Well i have two problems.

1. This is the 2nd time this has happened, about 95% of the time i start the car, right on start up there is a very loud rattling noise, which goes away after about 2-3 seconds. This also happens when im driving, when i accelerate from a stop the noise begins occuring when my rpm reaches between 2000-2500 and then once the car shifts it goes away and usually doesn't occur again until i have to come to a complete stop and accelerate once again, i am not sure what is causing this but it was happeneing before my last oil change and it stopped once i got it changed but after about 2000 miles it started doing it again, i don't know if this is normal or not but it doesn't sound good and i am just wondering what is causing it and if its just the oil or if something else is wrong.

2. We had a bad snowstorm up here a little bit ago, and ever since that snow storm, my driver-side front wheel does not take bumps well at all, if i go over one at a moderate speed of 30-40mph the whole side of that car shakes alot more than it ever used to(you can hear it and feel it), and i hit a bump one time(it was unavoidable) and after i hit it i heard a screaching noise coming from near that tire until my car came to a stop and then it went away and haven't heard it since but it still vibrates and i can't tell whats wrong with it. The rest of my wheels are fine its just this one i can feel that it vibrates when it goes over a bump, or even a sewer cover. Anyone know what might be the cause of this?

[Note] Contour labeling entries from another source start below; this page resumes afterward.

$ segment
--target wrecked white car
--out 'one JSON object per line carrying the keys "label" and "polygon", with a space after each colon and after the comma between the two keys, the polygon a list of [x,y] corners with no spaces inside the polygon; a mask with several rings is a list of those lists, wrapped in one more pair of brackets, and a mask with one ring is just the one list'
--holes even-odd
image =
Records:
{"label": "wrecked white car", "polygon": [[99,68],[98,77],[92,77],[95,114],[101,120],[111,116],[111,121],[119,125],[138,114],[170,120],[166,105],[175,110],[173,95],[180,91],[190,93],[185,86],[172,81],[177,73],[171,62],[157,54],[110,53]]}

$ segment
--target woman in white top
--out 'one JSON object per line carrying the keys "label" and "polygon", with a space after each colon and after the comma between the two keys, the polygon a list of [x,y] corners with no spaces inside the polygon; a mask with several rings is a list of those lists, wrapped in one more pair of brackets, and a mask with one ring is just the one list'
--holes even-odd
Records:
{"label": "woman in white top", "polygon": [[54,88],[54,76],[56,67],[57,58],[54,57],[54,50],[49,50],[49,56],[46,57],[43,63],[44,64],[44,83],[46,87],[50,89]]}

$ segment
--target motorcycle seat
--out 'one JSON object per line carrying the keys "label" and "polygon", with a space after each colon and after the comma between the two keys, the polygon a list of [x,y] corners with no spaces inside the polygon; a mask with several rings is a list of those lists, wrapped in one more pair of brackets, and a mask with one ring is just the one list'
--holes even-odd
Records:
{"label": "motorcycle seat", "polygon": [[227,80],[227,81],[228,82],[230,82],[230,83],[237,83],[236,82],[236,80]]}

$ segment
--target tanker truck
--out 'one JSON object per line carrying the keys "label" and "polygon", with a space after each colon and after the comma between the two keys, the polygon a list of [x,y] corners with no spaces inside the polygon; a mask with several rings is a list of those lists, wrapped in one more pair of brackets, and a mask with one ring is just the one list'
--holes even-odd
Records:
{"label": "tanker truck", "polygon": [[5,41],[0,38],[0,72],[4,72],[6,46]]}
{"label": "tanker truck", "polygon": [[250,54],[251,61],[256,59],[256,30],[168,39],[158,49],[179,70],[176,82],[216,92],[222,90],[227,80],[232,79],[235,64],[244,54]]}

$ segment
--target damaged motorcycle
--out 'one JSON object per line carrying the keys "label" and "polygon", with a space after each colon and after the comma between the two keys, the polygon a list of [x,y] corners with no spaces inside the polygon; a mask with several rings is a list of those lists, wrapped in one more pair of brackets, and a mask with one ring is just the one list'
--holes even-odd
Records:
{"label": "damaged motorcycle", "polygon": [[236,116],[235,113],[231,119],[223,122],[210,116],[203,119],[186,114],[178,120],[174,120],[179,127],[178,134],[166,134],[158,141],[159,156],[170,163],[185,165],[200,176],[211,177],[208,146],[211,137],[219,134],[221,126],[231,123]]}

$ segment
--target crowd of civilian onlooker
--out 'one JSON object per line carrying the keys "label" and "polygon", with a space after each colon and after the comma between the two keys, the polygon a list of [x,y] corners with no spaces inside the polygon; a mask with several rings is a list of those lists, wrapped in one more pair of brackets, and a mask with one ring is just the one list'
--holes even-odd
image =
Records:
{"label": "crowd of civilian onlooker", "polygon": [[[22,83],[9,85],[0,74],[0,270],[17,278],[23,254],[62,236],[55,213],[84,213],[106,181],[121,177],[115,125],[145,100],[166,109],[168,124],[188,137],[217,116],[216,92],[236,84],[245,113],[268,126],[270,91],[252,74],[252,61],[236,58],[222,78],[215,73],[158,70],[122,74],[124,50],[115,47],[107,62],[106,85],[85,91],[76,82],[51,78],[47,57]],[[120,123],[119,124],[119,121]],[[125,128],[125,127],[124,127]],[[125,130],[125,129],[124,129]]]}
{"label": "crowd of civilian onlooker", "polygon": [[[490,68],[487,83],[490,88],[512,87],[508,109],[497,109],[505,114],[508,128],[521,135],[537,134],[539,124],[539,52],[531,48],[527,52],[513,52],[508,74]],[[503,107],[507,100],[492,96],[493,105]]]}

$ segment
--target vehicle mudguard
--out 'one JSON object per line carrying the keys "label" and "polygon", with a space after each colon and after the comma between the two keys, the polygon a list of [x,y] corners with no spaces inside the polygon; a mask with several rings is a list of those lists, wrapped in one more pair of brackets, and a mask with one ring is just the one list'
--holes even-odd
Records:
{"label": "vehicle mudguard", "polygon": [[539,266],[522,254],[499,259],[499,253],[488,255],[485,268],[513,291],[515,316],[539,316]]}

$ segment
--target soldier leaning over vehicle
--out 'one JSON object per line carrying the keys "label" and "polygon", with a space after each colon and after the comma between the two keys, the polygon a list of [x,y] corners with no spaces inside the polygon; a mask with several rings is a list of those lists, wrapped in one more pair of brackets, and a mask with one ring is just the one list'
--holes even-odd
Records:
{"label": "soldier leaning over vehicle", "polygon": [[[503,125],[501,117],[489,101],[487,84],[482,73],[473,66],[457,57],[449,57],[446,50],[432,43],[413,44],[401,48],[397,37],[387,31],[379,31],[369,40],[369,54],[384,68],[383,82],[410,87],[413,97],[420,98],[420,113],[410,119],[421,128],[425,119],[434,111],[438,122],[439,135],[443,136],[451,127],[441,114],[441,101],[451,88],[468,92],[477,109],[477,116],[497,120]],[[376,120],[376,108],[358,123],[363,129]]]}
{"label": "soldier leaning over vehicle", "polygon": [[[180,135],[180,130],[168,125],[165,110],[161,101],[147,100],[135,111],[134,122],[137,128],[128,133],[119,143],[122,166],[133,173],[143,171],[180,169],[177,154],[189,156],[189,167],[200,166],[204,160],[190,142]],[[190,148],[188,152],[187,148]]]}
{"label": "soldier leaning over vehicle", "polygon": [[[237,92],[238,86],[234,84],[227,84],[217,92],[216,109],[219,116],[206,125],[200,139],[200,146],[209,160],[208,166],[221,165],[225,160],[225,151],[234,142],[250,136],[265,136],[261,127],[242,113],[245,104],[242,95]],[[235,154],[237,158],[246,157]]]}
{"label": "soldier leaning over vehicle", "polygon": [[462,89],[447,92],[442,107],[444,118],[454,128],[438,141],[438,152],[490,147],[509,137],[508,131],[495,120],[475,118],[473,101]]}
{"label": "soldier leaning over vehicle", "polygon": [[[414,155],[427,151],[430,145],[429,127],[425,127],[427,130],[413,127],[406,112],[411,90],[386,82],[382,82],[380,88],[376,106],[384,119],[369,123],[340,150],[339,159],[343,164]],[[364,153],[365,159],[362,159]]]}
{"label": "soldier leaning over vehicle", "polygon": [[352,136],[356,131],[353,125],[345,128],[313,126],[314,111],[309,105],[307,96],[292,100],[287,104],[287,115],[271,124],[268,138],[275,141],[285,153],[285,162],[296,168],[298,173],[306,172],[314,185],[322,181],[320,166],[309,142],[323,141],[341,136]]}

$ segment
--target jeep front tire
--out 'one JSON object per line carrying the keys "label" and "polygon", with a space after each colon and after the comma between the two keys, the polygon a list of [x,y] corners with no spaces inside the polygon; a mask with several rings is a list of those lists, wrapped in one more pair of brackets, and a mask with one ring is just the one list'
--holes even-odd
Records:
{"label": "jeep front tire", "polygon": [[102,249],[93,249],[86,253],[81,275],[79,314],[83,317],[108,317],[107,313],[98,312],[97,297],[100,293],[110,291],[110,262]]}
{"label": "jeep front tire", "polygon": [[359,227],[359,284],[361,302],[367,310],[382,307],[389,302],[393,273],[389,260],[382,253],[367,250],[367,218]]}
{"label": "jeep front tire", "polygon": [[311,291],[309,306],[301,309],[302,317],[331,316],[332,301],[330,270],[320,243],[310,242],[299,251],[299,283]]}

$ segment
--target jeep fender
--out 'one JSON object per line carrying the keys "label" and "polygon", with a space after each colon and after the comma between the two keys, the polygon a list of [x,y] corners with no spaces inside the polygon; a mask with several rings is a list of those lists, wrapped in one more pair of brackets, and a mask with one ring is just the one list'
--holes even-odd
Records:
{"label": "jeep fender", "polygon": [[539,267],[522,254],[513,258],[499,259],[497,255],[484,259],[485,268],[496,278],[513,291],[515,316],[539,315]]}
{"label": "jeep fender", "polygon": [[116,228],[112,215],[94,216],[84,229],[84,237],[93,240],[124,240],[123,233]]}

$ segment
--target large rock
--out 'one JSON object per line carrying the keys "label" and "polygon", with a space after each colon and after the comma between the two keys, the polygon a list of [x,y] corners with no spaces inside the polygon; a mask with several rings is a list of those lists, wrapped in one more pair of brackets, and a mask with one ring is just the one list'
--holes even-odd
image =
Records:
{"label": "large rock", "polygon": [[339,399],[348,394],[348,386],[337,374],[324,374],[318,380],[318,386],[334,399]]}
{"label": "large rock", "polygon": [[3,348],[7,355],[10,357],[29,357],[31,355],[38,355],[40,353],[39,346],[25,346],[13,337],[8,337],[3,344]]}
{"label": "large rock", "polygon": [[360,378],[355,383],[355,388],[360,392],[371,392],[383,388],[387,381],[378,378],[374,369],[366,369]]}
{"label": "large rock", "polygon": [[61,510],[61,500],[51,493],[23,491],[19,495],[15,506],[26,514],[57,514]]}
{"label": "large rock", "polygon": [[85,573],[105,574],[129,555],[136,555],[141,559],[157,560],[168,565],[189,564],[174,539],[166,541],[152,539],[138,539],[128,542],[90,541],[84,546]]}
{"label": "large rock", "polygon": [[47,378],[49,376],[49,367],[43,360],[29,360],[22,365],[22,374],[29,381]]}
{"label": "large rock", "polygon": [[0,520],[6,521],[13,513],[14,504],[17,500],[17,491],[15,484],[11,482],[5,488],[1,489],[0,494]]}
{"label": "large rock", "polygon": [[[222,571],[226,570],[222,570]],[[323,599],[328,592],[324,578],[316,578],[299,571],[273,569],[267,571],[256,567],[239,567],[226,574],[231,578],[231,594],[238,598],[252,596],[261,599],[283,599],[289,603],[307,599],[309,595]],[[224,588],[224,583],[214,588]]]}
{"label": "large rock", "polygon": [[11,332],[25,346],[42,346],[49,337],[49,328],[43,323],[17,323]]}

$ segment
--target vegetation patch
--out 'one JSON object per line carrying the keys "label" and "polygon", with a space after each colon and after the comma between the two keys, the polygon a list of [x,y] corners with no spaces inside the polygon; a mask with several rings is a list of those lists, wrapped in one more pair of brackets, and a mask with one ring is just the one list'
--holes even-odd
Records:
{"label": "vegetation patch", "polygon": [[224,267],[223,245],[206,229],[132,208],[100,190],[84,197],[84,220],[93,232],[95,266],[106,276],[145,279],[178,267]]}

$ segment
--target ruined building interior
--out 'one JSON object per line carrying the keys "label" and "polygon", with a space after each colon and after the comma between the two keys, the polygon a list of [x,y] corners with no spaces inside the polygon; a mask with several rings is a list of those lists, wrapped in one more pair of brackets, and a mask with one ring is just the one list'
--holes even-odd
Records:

I appreciate any feedback, thank you.


----------



## Nickaltima (Jan 11, 2008)

your rattle could be a timing chain possibly or a million other things so i guess the stealership is the worst but best place to go..as far as your wheel? it might be off balance real bad or maybe broken belts in the tire or a bad strut maybe a tie rod end or a axle or a bearing or a ball joint or broken spring..these are all things you should check out maybe the wheels bent? idk but check all of those things and if you cant find anything then have them look at it at a shop or stealership..thats all i can think of right now..hope it helps..ive posted a bunch of things on this forum and no1 seems to EVER write back..im not like that tho i try to help whenever i can..maybe try another forum too like nissanforum.com


----------